With the recent resurgence in interest in the backyard chicken flock, it seems more and more people are choosing to seek out the simpler bygone ways of living, much like their ancestors. Whether you own just one acre of land or hundreds of acres, you are sure to be sitting on all the makings of adding chickens.
Although you will need to make sure you’re zoned for a flock, and that your coops and feeding/watering setup are sufficient, the effort involved in raising chickens is pretty much minimal. There is also the fact that having chickens can be quite enjoyable and entertaining.
In order to keep the addition of a flock to your home or homestead off to the right foot, we will look at the top three fundamentals that you will need to consider.
If you are a first-time chick mama or papa, it is suggested that you start your flock with chicks, or bitties, and allow them to grow up together. This is to prevent any chance of the “pecking order” taking a turn for the worst. Chicken life, as well as flock life, is based on a hierarchy, and as such, when you introduce chickens from other flocks, the fighting that can ensue can at times become quite bloody and life-threatening.
There is also the fact that you will want to make sure the coop you provide for your flock will be sufficient for the number of members in your flock. The common suggestion is that your coop should accommodate each bird with two square feet. Overcrowding of a flock has shown to significantly affect the health of its members, so it is crucial that your flock has plenty of room to stretch their wings and roam about.
You will also need to do a little bit of research to determine the breed that will be most compatible with your climate. Some breeds are cold-hardy others more heat-hardy. There are those few exceptions that are both cold and heat hardy. Either way, it will be in your and your flock’s best interest that you make sure.
Placing Your Perches
Whether you decide to build your coop yourself or purchase one that is “pre-made,” you need to make sure that the size coop will accommodate your flock with sufficient space. This not only means within the coop itself, but also where they will be roosting.
Some flock keepers choose to use something such as an old ladder with has narrow, round rungs. While others, like myself, choose to use wooden 2×4’s which create a horizontal roost on which the chickens can snuggle together for both safety and warmth while at the same tie covering their feet to keep then warm. It is vital that your roosts need to be at least twenty-four inches off the ground. Chickens are hardwired to sleep at least that far, if not farther, off the ground, if possible.
It doesn’t matter if you reside way out in the country, or in a small suburban, predators will remain a cause for concern. My step-uncle said it best—everything on the planet likes the taste of chicken. Some of the more common predators to be concerned about are dogs, hawks, owls, foxes, weasels, and raccoons. Any, and all, of these predators would love to be able to chow down on your flock if given a chance. So, don’t present them with that chance.
Build your coop from day one with the intention of keeping these predators out. Many people use chicken wire, but this geared more towards keeping your chickens in, rather than predators out. To indeed provide the safest environment for your flock, you will need to use hardware cloth.

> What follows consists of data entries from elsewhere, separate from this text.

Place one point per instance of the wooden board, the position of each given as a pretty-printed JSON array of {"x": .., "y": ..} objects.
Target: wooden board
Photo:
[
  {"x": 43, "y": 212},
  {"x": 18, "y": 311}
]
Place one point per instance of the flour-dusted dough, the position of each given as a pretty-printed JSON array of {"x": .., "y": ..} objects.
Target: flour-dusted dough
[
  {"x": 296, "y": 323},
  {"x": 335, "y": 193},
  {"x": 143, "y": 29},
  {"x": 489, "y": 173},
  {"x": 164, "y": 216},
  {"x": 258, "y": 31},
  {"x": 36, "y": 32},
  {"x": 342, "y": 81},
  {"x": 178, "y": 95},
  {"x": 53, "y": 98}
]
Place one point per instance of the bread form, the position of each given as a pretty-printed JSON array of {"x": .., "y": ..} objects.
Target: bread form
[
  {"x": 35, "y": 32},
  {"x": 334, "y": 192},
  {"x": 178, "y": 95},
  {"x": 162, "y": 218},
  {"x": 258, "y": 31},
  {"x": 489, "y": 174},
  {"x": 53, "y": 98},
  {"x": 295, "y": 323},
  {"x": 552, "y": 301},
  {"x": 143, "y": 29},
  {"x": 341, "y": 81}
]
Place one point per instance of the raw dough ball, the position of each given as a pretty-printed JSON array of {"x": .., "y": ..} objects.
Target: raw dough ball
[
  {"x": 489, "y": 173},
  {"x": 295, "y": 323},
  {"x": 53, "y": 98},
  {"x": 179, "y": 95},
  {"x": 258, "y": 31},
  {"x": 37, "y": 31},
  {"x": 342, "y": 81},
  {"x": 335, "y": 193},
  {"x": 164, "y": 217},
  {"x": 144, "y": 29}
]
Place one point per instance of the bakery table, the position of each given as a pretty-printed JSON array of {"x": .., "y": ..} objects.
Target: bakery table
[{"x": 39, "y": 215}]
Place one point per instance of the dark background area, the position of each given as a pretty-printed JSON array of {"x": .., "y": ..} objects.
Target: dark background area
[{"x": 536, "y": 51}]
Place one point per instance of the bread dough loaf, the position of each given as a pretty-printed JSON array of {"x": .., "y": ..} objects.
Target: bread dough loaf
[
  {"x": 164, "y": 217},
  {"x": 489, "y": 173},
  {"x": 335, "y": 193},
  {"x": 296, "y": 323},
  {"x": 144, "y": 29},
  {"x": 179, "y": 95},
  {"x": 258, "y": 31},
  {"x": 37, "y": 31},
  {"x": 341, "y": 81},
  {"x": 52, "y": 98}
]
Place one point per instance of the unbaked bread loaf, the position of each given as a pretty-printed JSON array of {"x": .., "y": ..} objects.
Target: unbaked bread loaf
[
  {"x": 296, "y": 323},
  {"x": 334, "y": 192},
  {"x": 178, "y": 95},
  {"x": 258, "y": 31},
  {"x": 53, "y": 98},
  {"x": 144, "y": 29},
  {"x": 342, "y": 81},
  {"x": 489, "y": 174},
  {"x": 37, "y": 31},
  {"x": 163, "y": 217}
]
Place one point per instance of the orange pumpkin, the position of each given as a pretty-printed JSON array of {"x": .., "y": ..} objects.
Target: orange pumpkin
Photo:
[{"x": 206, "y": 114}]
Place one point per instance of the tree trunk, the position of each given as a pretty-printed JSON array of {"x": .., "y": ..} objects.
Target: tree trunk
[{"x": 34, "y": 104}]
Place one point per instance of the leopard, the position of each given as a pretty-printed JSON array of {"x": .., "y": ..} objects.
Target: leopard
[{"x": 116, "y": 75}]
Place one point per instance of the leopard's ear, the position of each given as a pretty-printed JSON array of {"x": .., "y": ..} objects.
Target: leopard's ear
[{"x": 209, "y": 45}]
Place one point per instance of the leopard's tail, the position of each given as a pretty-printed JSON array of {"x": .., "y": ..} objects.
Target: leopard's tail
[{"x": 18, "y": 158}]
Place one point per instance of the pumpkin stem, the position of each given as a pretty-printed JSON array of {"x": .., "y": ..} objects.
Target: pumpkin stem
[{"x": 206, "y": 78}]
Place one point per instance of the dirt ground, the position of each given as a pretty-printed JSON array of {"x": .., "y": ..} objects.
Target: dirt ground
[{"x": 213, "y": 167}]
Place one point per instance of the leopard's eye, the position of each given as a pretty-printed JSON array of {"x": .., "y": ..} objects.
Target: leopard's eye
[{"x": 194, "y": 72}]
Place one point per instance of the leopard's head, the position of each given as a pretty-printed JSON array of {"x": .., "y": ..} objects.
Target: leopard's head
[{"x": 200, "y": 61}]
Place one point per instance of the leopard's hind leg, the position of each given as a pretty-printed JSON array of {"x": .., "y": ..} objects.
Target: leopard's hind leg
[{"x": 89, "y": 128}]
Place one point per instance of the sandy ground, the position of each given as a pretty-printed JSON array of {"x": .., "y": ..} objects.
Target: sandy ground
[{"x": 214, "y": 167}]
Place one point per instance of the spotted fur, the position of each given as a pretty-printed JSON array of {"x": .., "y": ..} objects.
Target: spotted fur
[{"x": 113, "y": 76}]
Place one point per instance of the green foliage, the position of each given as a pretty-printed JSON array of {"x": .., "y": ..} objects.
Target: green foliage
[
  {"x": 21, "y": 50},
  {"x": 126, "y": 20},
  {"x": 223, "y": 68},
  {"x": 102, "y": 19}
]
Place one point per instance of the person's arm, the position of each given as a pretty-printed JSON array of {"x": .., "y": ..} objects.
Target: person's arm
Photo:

As for your perimeter, that can be a little more tricky. If you choose to free-range your flock, you will have to rely on your flock using their natural instincts to keep them safe. You will need to consider the idea of a rooster, as they will both protect and gather the flock when they are free-ranging. A rooster will spend the majority of its time sussing out any threats that may present themselves, and when needed, alert the flock.
When considering starting your flock, make sure to search out and identify any local feed stores. You will need to locate a local feed store, early on, and make note of the chicken supplies that they offer. One that has employees that, they themselves, manage a flock of their own so that you may ask any questions you have.
Many feed stores are a great source for your flock starting needs. In the spring, they offer chicks for sale, which can go a long way to making the starting of your flock a less arduous adventure. There are over 200 breeds of chickens that you may choose from for your flock, depending on whether you want only a breed that is a good egg layer, or a breed that is more of a meat bird to be slaughtered and eaten. In fact, there are those breeds that offer both. One such breed is the one I chose for my backyard flock—that of a Black Australorp.
Not matter what breed you decide on, as long as you take the time to make sure your coop and your setup are sufficient, your backyard chicken flock will thrive. As said before, a backyard flock is a very low maintenance endeavor, but the rewards are many. You will have eggs to eat, and you will quickly find that they are funny and fascinating creatures that will give you hours of entertainment.